Thursday

Hearts as Microcosm

Anyone who wants to talk about game theory should really play a game of Hearts.

For those of you who don't know (and why should you), Hearts is a card game played between four people where the object is to get the fewest points. Each heart in the deck is worth one point, and the queen of spades is worth thirteen. The trick is that if one person managed to capture all the point cards, they score no points and everyone else gets twenty-six (the sum total of the possible points). I won't describe the rules any further, because that pretty much sums up my position on the subject.

You could look at Hearts as a metaphor for all sorts of things; indeed, any time a group has something undesirable and must parcel it out, you could draw a Hearts analogy. The capture of all points (Shooting the Moon) is harder than it might at first seem, because as a player you need to be on the lookout for people who seem to be getting all the points. The ideal situation is to engineer it so that multiple opponents each take points, but at the end of the day, there is often a situation where it's up to the individual to prevent the opponent from taking that last point and sticking everyone else with the bill.

What do you do? You see the other players all around you, snidely expecting you to save them from defeat by scoring a point yourself. They even seem to be laughing at your situation. How unfair. If they were in your shoes, you wouldn't be snickering behind your cards at them, waiting for them to take the plunge. You are a civilized person, unlike your enemies who want you to save them in return for nothing. And that's what you'll get: nothing. They won't remember that you saved their butts from that twenty-six point kiss of death. They'll just congratulate themselves for taking no points at all. Maybe they'll even go on to win by just a few points, points they would have taken if it weren't for you being a sap.

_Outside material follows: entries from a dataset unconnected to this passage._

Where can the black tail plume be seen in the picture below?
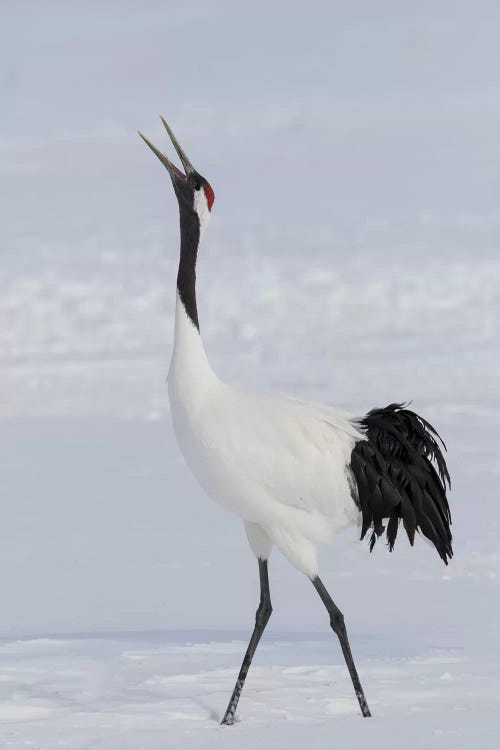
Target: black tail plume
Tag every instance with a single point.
(401, 474)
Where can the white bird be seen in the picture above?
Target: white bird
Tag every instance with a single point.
(296, 472)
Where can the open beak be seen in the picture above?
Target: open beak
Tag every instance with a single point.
(172, 169)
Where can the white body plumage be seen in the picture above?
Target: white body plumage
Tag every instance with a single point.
(291, 468)
(278, 462)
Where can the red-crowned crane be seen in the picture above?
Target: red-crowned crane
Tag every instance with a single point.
(297, 472)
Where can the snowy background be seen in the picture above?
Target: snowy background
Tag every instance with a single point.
(353, 257)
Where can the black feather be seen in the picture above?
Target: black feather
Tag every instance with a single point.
(400, 473)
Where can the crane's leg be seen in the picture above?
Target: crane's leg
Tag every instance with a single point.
(261, 619)
(338, 627)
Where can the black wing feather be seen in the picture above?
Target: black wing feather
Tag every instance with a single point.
(401, 473)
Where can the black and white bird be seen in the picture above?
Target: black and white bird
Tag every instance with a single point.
(297, 472)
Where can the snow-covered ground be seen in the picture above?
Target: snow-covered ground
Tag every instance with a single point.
(353, 257)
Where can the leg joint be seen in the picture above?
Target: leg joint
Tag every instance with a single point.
(263, 613)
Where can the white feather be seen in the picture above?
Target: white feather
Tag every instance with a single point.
(277, 462)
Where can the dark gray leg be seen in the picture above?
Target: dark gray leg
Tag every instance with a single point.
(261, 619)
(338, 627)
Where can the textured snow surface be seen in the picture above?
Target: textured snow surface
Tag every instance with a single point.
(170, 691)
(353, 257)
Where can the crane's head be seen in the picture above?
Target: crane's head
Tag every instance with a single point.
(193, 191)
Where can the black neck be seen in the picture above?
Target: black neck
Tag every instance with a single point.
(186, 276)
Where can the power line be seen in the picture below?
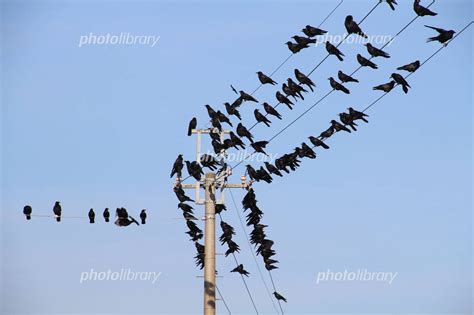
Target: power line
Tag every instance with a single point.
(289, 57)
(243, 279)
(223, 300)
(329, 92)
(251, 250)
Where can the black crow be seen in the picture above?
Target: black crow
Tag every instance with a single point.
(401, 80)
(421, 10)
(303, 79)
(91, 215)
(345, 78)
(264, 79)
(57, 211)
(317, 142)
(357, 115)
(364, 62)
(278, 296)
(143, 216)
(272, 169)
(232, 110)
(243, 132)
(192, 125)
(337, 86)
(258, 146)
(339, 127)
(247, 97)
(106, 215)
(386, 87)
(352, 27)
(311, 31)
(261, 118)
(240, 269)
(283, 99)
(332, 50)
(27, 210)
(443, 37)
(304, 41)
(177, 166)
(375, 52)
(411, 67)
(270, 110)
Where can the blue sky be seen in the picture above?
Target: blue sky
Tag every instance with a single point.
(100, 125)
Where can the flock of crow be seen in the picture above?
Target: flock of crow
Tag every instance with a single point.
(122, 216)
(292, 90)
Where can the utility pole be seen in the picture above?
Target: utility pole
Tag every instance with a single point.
(210, 245)
(210, 183)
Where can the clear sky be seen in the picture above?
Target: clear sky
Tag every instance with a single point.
(100, 125)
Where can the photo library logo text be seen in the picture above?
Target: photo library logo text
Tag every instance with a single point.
(123, 39)
(125, 274)
(376, 40)
(359, 275)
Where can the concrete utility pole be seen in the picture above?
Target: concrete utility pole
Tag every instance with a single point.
(210, 183)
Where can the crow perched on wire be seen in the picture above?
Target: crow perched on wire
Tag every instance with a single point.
(347, 120)
(303, 79)
(258, 146)
(443, 37)
(375, 52)
(421, 10)
(272, 169)
(327, 133)
(391, 4)
(339, 127)
(283, 99)
(357, 115)
(194, 169)
(264, 79)
(57, 211)
(278, 296)
(296, 88)
(231, 110)
(411, 67)
(332, 50)
(243, 132)
(261, 118)
(295, 48)
(270, 110)
(304, 41)
(311, 31)
(240, 269)
(236, 142)
(106, 215)
(386, 87)
(177, 166)
(352, 27)
(192, 125)
(91, 216)
(366, 62)
(345, 78)
(247, 97)
(143, 216)
(337, 86)
(317, 142)
(27, 210)
(223, 118)
(401, 80)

Can you see what I'm driving at here? I can get extremely angry at opponents in a computer game of Hearts who have no minds, who aren't snickering because they don't exist as anything more than numbers in a machine. I begin to ascribe personality traits, or imagine that they are ganging up on me to ensure that one of their number wins. Imagine how I am when I actually play Hearts with real people.

So you can keep your prisoner's dilemma, because Hearts will teach you everything you want to know about human nature. In the end, we're all selfish, and only one of us can shoot the moon.